McClatchy-Tribune News Service

Are you handy? Even just a little? Here are some easy do-it-yourself ideas that you might want to try for your home.

• Make a unique clock that will fill a wall. Simply pick out 12 special photos of anything. It is wise to have a theme. Twelve photos of family vacations or family members are one idea. Frame them with matching frames. Make a clock from a clock kit that you can buy from a craft store. The clock kit should not have any numbers because the photos will serve as the “numbers.” The clock will be hung on the wall in the center and the photos will be hung on the wall arranged like a clock from noon through 11.

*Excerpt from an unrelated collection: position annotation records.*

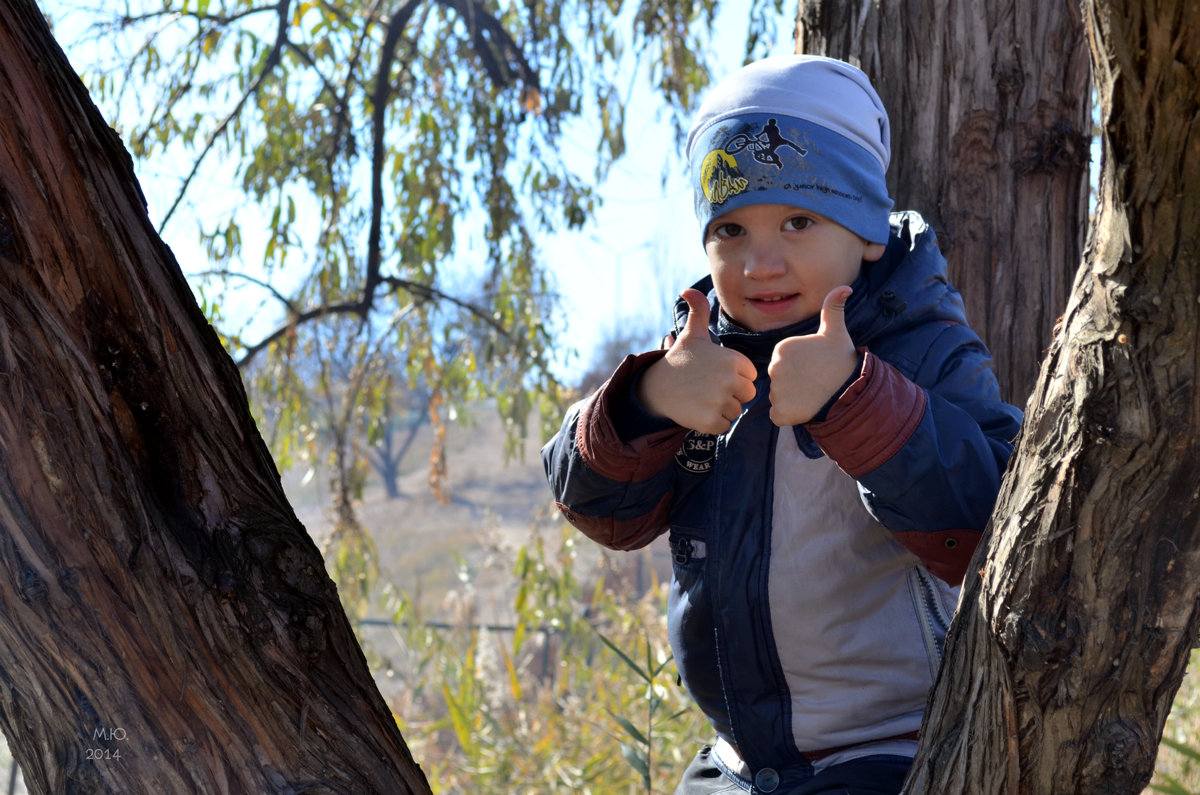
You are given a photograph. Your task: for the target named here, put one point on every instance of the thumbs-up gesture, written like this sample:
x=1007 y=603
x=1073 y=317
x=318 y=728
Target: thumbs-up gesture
x=805 y=371
x=697 y=384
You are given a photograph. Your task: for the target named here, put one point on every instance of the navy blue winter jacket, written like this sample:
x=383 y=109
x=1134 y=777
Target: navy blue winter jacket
x=814 y=566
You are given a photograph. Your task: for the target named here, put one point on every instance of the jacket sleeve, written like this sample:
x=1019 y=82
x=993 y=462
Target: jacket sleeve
x=617 y=492
x=928 y=452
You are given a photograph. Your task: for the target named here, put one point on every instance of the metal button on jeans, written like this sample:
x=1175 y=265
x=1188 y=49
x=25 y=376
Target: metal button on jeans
x=766 y=779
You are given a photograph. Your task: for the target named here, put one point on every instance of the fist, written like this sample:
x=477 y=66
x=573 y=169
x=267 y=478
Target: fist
x=697 y=384
x=805 y=371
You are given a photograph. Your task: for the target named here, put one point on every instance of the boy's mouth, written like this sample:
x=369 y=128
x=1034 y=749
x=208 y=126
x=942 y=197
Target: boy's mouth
x=767 y=300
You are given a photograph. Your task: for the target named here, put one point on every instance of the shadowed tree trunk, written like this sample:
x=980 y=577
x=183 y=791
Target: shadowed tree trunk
x=166 y=622
x=989 y=108
x=1074 y=633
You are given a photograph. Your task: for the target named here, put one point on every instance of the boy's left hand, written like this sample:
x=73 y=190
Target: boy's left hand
x=805 y=371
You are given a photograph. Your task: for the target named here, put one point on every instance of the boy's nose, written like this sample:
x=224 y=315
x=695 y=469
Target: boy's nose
x=765 y=261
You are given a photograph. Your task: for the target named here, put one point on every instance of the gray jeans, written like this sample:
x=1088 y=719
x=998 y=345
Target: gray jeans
x=882 y=775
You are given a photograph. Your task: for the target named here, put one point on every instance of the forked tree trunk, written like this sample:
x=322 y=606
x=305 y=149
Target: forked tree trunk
x=1074 y=633
x=166 y=623
x=989 y=108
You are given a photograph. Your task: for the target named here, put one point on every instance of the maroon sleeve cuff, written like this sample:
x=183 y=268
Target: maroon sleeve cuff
x=946 y=553
x=873 y=419
x=601 y=447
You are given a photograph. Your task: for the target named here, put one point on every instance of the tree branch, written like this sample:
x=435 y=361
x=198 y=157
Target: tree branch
x=379 y=100
x=273 y=59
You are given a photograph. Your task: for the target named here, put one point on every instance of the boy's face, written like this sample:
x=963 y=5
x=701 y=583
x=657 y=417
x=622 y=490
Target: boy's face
x=774 y=264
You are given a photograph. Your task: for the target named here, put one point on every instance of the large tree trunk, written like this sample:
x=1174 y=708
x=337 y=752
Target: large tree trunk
x=989 y=109
x=1074 y=634
x=166 y=623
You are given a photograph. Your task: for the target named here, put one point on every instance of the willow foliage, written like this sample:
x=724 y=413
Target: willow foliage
x=400 y=161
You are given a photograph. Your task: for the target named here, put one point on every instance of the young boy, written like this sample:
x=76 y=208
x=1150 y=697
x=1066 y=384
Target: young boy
x=823 y=440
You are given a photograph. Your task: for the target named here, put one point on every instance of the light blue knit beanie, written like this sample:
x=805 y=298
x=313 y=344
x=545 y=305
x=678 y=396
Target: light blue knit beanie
x=799 y=130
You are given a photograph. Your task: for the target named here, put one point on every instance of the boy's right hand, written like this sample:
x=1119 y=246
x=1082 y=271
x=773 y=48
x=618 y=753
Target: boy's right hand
x=697 y=384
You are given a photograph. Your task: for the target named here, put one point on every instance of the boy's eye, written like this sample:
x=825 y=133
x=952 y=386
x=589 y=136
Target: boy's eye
x=726 y=229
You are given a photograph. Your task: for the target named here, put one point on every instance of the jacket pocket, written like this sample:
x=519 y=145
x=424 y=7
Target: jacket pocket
x=688 y=554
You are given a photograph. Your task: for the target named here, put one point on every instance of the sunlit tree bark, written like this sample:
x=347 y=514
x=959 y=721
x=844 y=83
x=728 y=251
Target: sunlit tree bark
x=989 y=108
x=1074 y=633
x=1079 y=615
x=166 y=622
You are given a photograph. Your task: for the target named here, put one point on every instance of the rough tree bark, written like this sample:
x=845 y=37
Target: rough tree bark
x=989 y=108
x=1074 y=632
x=166 y=623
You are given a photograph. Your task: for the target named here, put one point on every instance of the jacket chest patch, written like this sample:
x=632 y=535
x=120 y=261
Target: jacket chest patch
x=697 y=453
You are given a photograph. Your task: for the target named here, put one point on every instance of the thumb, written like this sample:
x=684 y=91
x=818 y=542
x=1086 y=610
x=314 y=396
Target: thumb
x=833 y=311
x=697 y=314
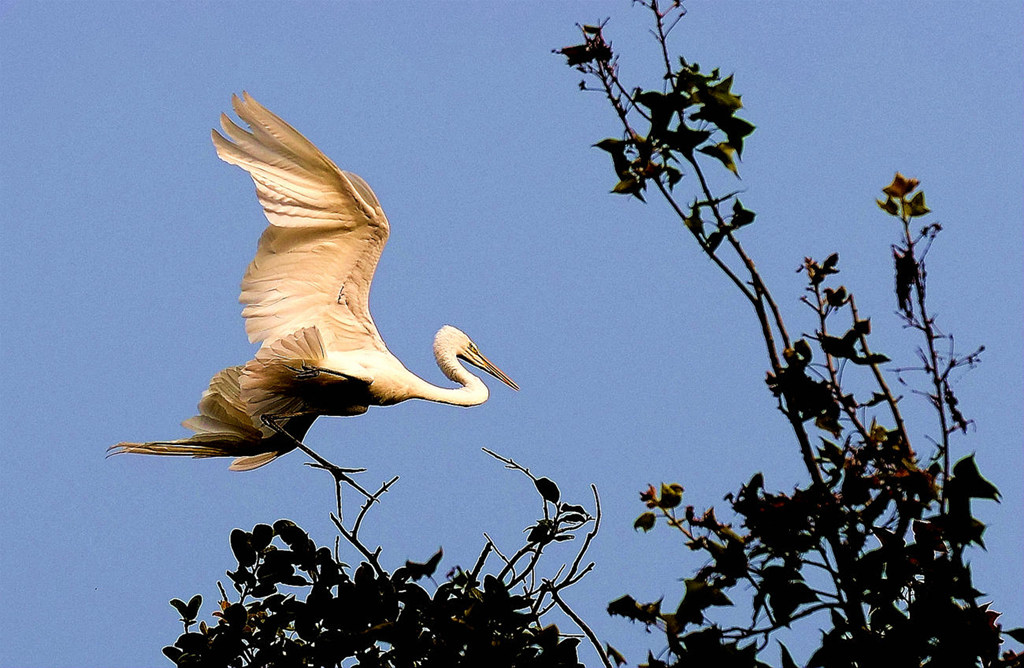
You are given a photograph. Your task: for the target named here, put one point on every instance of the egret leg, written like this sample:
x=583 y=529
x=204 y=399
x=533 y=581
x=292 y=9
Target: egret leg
x=340 y=474
x=307 y=372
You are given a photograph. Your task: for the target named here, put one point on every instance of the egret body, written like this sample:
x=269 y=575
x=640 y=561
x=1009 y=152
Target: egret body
x=306 y=302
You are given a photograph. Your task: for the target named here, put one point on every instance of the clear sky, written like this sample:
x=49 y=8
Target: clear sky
x=124 y=240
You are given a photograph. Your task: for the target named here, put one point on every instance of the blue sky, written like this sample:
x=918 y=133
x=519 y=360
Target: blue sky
x=124 y=240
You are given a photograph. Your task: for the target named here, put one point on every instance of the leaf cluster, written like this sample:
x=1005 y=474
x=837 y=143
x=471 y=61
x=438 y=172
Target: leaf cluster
x=873 y=545
x=298 y=604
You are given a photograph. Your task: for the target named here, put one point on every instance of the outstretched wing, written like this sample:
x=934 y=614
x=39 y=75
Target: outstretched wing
x=316 y=259
x=223 y=428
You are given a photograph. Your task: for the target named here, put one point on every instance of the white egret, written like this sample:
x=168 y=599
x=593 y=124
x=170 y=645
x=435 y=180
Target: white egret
x=306 y=295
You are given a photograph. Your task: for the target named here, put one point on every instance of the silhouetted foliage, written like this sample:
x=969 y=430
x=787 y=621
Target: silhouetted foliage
x=298 y=604
x=872 y=547
x=869 y=554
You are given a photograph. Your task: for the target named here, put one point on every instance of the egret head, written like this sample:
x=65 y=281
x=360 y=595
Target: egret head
x=452 y=341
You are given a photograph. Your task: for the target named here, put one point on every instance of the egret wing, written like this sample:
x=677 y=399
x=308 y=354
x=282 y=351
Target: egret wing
x=316 y=259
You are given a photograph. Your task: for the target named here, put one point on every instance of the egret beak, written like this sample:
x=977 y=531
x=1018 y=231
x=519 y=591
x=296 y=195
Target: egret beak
x=475 y=358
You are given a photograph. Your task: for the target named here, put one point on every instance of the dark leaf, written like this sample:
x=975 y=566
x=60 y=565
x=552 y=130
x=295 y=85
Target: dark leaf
x=289 y=533
x=740 y=216
x=614 y=655
x=548 y=489
x=261 y=537
x=417 y=571
x=174 y=653
x=915 y=207
x=182 y=609
x=685 y=139
x=241 y=542
x=889 y=206
x=723 y=153
x=901 y=186
x=970 y=483
x=616 y=148
x=787 y=661
x=194 y=604
x=645 y=520
x=629 y=608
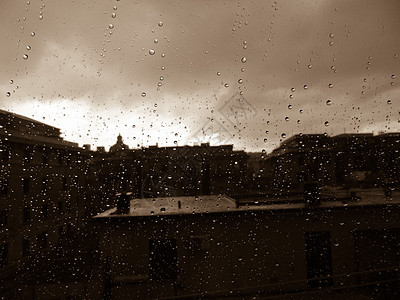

• Fill empty picture frames with a chalkboard (which you also could DIY with some chalkboard paint) to create a nice noticeboard. You can leave notes to family members on the chalkboard and the piece is decorative as well.

• Re-cover your cushions with no sewing skills needed. Select fabric that you want to cover your pillow. It needs to be 2 times the width of the pillow and 3 times the length. Lay the pillow flat on the fabric and in the center. Fold the fabric on the shorter side so it meets in the middle on the pillow. Then fold the ends (the long sides of the fabric) like you are wrapping a present. Fold into points. Take the two pointed folds and tie them together making a knot. Tuck the remaining ends in. Now you have a refreshed pillow — without any sewing.

• Make your own art for the wall by starting with a board. Glue letters to the board — anything you want. It can be the names of the members of your family. It can be a saying that you love. It can be random letters, some in capitals and some in lower case. When finished, paint the board and the letters one color and, voila, instant art.

• Old, vintage suitcases make for great tables and they are easy to find at flea markets, thrift stores and at antique shops. The hard casing ones are the best because they are sturdy and can be piled on top of each other. If you find one that is large, attach legs and you have a cocktail table.

Search for three or four of different sizes and pile them on top of each other with the largest one on the bottom and the smallest on top. Now you have a night stand or an end table.

If you can find extra-large suitcases, such as trunk-sized ones, it could be used as a cocktail table, with the added advantage of storage.